When I was first learning about all this, someone I respect explained to me why the mathematical model behind pricing optimization is related to the intricate “fly-by-wire” flight control systems that keep stealth aircraft from dropping out of the sky. Both critical objectives – keeping thousands of interrelated SKUs properly tuned, and keeping multiple interrelated flight surfaces properly tuned – share several traits:

  • The model is big
  • The model must be dynamic and continuous
  • The model must be highly reliable under duress
  • The model must be continuously updated at a time cycle that is rapid enough to support critical decision-making
  • The model must be appropriately accessible to decision makers

In one respect, those flight control systems may be simpler than retail demand models – there’s only one cockpit in an aircraft. A retail organization, by comparison, may have dozens or hundreds of individual decision makers and planners and trading partners interacting with the merchandising model through various dashboards. Each needs appropriate analytics and decision support according to his or her role.

To the Cloud 

As DemandTec developed and acquired its portfolio of software offerings over the past ten years, it placed evident emphasis on connecting users with the data and with each other in practical and beneficial ways. It was an early advocate of the software as a service (SaaS) application business model, which placed the heavy application power in outside computer servers, relieving clients from the burden of maintaining these systems in-house.
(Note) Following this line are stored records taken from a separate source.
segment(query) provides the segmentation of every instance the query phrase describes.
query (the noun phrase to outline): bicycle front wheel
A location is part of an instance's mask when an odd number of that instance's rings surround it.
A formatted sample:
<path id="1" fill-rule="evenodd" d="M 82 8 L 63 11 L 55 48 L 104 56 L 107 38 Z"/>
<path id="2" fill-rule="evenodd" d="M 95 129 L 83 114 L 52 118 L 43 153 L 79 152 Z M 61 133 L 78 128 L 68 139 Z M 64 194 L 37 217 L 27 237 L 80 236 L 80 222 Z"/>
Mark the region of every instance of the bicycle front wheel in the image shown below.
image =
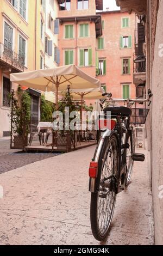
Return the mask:
<path id="1" fill-rule="evenodd" d="M 118 143 L 115 135 L 106 137 L 98 162 L 98 192 L 91 193 L 91 224 L 97 240 L 108 234 L 115 208 L 116 194 L 114 190 L 114 175 L 118 172 Z"/>

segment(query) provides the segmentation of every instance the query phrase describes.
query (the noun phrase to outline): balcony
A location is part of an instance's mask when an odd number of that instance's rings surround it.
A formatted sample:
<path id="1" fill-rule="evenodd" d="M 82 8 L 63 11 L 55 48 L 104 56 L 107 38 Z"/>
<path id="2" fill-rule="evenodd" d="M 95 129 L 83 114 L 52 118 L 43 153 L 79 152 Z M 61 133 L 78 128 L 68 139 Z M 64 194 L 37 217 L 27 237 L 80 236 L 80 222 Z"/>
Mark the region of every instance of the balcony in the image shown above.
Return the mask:
<path id="1" fill-rule="evenodd" d="M 133 82 L 137 86 L 146 80 L 146 58 L 143 55 L 134 54 Z"/>
<path id="2" fill-rule="evenodd" d="M 0 68 L 10 72 L 23 72 L 25 57 L 0 43 Z"/>

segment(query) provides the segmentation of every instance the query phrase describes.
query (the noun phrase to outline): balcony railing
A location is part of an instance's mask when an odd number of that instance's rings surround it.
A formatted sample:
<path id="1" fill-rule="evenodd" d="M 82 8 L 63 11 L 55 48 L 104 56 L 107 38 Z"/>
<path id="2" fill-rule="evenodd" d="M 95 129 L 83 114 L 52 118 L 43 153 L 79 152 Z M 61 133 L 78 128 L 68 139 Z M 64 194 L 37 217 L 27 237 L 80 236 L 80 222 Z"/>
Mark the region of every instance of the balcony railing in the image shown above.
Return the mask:
<path id="1" fill-rule="evenodd" d="M 0 43 L 0 62 L 1 67 L 12 68 L 22 72 L 24 71 L 25 57 L 20 56 L 11 49 L 1 43 Z"/>
<path id="2" fill-rule="evenodd" d="M 134 73 L 146 72 L 146 58 L 143 55 L 134 54 Z"/>

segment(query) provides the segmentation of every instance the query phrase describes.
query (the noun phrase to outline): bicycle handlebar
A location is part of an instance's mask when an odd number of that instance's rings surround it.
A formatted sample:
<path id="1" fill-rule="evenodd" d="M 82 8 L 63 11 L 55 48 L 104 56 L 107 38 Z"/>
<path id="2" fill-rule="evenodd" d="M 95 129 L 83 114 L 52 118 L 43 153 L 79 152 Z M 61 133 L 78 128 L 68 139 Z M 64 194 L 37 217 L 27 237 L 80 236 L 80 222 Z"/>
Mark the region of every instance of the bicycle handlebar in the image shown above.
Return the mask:
<path id="1" fill-rule="evenodd" d="M 111 101 L 123 101 L 123 102 L 146 102 L 150 101 L 150 98 L 152 97 L 153 94 L 150 89 L 148 90 L 148 97 L 146 99 L 114 99 L 112 98 L 111 93 L 104 93 L 102 94 L 103 96 L 106 96 L 108 99 Z"/>

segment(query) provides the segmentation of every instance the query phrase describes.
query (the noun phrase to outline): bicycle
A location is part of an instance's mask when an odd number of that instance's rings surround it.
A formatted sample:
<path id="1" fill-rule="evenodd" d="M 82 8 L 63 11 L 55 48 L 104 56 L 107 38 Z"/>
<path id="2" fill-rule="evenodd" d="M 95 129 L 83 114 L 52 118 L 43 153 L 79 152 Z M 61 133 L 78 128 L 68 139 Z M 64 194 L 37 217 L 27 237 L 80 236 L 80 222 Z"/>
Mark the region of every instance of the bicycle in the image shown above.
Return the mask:
<path id="1" fill-rule="evenodd" d="M 91 225 L 95 238 L 99 241 L 108 233 L 116 195 L 129 184 L 134 161 L 145 159 L 144 154 L 135 152 L 131 108 L 135 102 L 149 101 L 149 106 L 152 94 L 149 89 L 148 97 L 143 100 L 112 99 L 110 93 L 104 93 L 103 96 L 111 102 L 126 102 L 127 107 L 109 106 L 103 109 L 104 121 L 107 120 L 106 112 L 111 112 L 110 127 L 101 127 L 99 116 L 99 139 L 89 168 Z"/>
Lately the tech industry tends to refer to service-based computing as “the cloud.” In fact DemandTec’s current positioning, “The Collaborative Analytics Cloud,” reflects that. The explosive growth of major social networks has reinforced this concept, as have some of the largest IT companies. IBM, which acquired DemandTec last February, uses the tagline, “Smarter Commerce on Cloud” to describe its core strategic approach.

The company’s DemandTec Connect™social layer is a recent development in this regard. The platform leverages social-media-like interaction with embedded analytical applications to help shape collaboration across the merchandising ecosystem. Like any social media network, the platform is cloud-based. Its ability to provide role-appropriate access to a variety of optimization analytics is pure DemandTec.

 ©2012 James Tenser
 (This article was commissioned by DemandTec Inc. which is granted the right of republication. All other rights reserved.)